En tant que compositeur de musique pour
le théâtre, il s’est établi une réputation fort enviable grâce
à une grande maîtrise des ressources instrumentales (il savait
jouer de presque tous les instuments de l’orchestre), habilement
adaptées aux différents caractères des scènes et des mouvements
de danses. Pour s’en convaincre, on n’a qu’à écouter comment
il sait rendre l’atmosphère élégante et gaie du cotillon,
menuet, gavotte, passepied, bacchanale mais aussi relever l’aspect
comique, caricatural de la danse grotesque (Molinasque), toutes
tirées de sa suite pour Mascarade. On peut en dire autant de
la Marche d’entrée des boyards, pièce flamboyante qui ouvre
magnifiquement cette série dédiée à l’œuvre orchestrale de
Halvorsen et qui compte parmi ses oeuvres les plus justement
célèbres.
Il était grand temps que l’anthologie
amorcée par Chandos soit entreprise pour sortir Halvorsen de l’oubli
en dehors des pays scandinaves. En complétant le programme par la
première de ses trois symphonies, on sera plus en mesure d’apprécier
l’émulation qu’il a donnée à ce genre à la génération de
compositeurs qui a suivi. Avant lui, Grieg rejetta la seule symphonie
qu’il avait rédigée. Quant à Svendsen (1840-1911), surtout connu
pour ses rapsodies norvégiennes, a laissé deux symphonies qui
procèdent d’un style personnel et caractérisé à la fois par
l’influence du folklore et de la forme classique. Ensuite, Sinding
(1856-1941), fort apprécié de son vivant mais boudé par la suite à
cause des réactionnaires antiromantiques, a laissé quatre
symphonies dont seule la première, composée en 1880 et révisée en
1890, semble la plus réussie.
Avec Halvorsen, le post-romantisme
prend davantage le pas avec un premier mouvement (Allegro non troppo)

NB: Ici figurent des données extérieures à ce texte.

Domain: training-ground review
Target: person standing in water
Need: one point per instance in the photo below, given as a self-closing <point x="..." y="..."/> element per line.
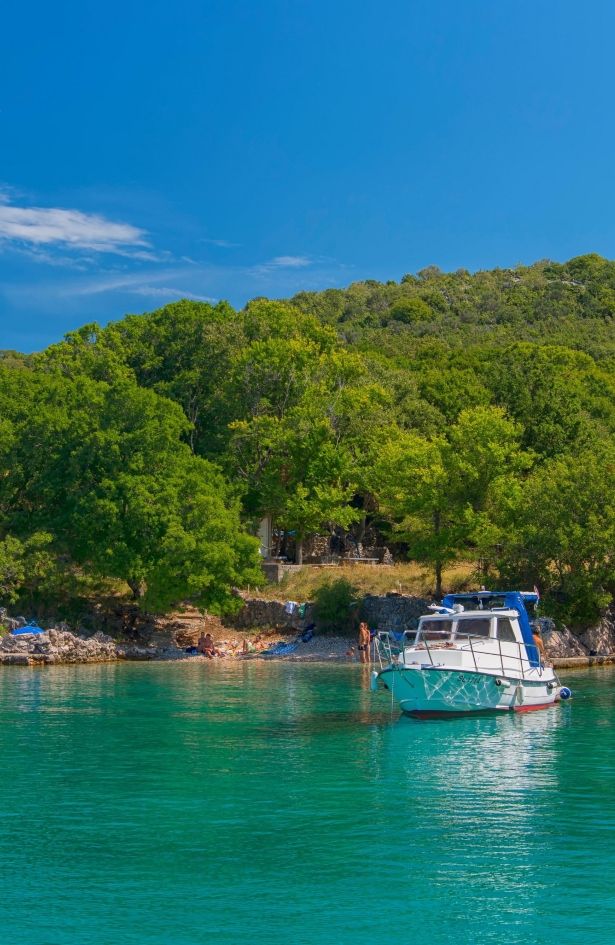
<point x="364" y="641"/>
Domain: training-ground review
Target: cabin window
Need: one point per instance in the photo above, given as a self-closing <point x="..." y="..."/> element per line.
<point x="436" y="629"/>
<point x="474" y="627"/>
<point x="505" y="630"/>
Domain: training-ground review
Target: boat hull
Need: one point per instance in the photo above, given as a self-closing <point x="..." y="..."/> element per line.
<point x="435" y="691"/>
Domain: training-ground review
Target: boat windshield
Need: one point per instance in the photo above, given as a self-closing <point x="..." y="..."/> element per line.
<point x="473" y="627"/>
<point x="435" y="630"/>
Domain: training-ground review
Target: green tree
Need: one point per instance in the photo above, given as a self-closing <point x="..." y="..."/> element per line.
<point x="437" y="491"/>
<point x="558" y="531"/>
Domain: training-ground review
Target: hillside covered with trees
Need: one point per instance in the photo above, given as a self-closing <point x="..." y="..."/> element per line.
<point x="466" y="416"/>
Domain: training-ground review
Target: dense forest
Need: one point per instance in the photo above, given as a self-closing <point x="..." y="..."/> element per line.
<point x="467" y="416"/>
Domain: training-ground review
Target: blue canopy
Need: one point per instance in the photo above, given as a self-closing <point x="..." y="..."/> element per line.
<point x="30" y="628"/>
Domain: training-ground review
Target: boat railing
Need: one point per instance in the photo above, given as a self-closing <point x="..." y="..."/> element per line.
<point x="389" y="649"/>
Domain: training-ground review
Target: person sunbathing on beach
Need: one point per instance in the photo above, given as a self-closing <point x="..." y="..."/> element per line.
<point x="208" y="647"/>
<point x="364" y="641"/>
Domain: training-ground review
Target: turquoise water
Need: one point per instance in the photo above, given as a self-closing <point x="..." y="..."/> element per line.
<point x="277" y="803"/>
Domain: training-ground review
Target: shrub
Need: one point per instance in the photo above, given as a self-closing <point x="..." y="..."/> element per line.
<point x="334" y="603"/>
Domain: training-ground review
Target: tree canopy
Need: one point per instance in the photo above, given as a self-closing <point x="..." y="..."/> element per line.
<point x="471" y="415"/>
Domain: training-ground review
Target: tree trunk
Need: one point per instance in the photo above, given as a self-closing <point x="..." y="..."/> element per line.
<point x="138" y="589"/>
<point x="438" y="566"/>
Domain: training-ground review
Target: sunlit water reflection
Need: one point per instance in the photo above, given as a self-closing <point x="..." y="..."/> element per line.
<point x="280" y="803"/>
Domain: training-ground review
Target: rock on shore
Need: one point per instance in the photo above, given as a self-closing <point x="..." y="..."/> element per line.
<point x="61" y="646"/>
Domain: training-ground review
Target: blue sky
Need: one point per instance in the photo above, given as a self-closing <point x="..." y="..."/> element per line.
<point x="154" y="150"/>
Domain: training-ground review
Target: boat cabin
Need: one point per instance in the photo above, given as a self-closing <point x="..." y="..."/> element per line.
<point x="486" y="621"/>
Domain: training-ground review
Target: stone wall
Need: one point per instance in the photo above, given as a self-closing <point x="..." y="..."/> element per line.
<point x="600" y="640"/>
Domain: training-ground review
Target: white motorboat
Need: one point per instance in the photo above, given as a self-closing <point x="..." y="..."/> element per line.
<point x="474" y="653"/>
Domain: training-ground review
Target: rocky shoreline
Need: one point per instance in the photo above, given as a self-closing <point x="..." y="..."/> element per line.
<point x="260" y="624"/>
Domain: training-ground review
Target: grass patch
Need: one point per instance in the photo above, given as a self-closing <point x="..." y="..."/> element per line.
<point x="405" y="578"/>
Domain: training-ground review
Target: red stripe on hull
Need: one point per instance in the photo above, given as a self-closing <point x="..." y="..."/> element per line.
<point x="445" y="714"/>
<point x="530" y="708"/>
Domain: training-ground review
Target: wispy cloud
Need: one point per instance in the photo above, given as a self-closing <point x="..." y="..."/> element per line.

ouvrant sans délai sur un thème décidé, grandiose mais dont la
tonalité mineure et le rythme en hémioles viennent donner une
teinte un peu tragique mais tempérée par un deuxième thème
tendre, optimiste et vaillant. Le deuxième mouvement (Andante) est
d’un lyrisme ample et aux textures plus denses. Le scherzo,
débutant sur des accords d’une plénitude sereine, retrouve
légèreté et humour (par ex. : mélodie aux hautbois
accompagnée du tintement de triangle). Le final propose diverses
évocations très prégnantes, telle la mélodie irrésistible de la
clarinette, le thème dramatique de l’Allegro deciso, un passage
d’une suavité toute brahmsienne (à 2 min.27 et à 6 min 52), une
parenthèse surprenante et comique (à 4 min 28), une coda concluant
dans une apothéose triomphante.
Avec cette superbe symphonie, écrite
vers la fin de la cinquantaine, Halvosen démontre une orchestration
brillante (admirablement servie par une prise de son de très grande
qualité) avec des pupitres très habilement utilisés, une conduite
cohérente des thèmes et des développements ainsi qu’une
personnalité sûre, appuyée par la maturité d’un travail
constant. Bref, une très belle découverte qui nous rendra
impatients d’écouter les prochains volumes à plus forte raison
que ce répertoire ne pourrait trouver meilleur ambassadeur que
l’Orchestre philharmonique de Bergen dont l’histoire remonte,
selon les notes du livret, aussi loin que 1765, « ce qui fait
de cet ensemble l’un des plus anciens orchestres du monde » et que
Halvorsen lui-même a dirigé pendant plus de trente ans.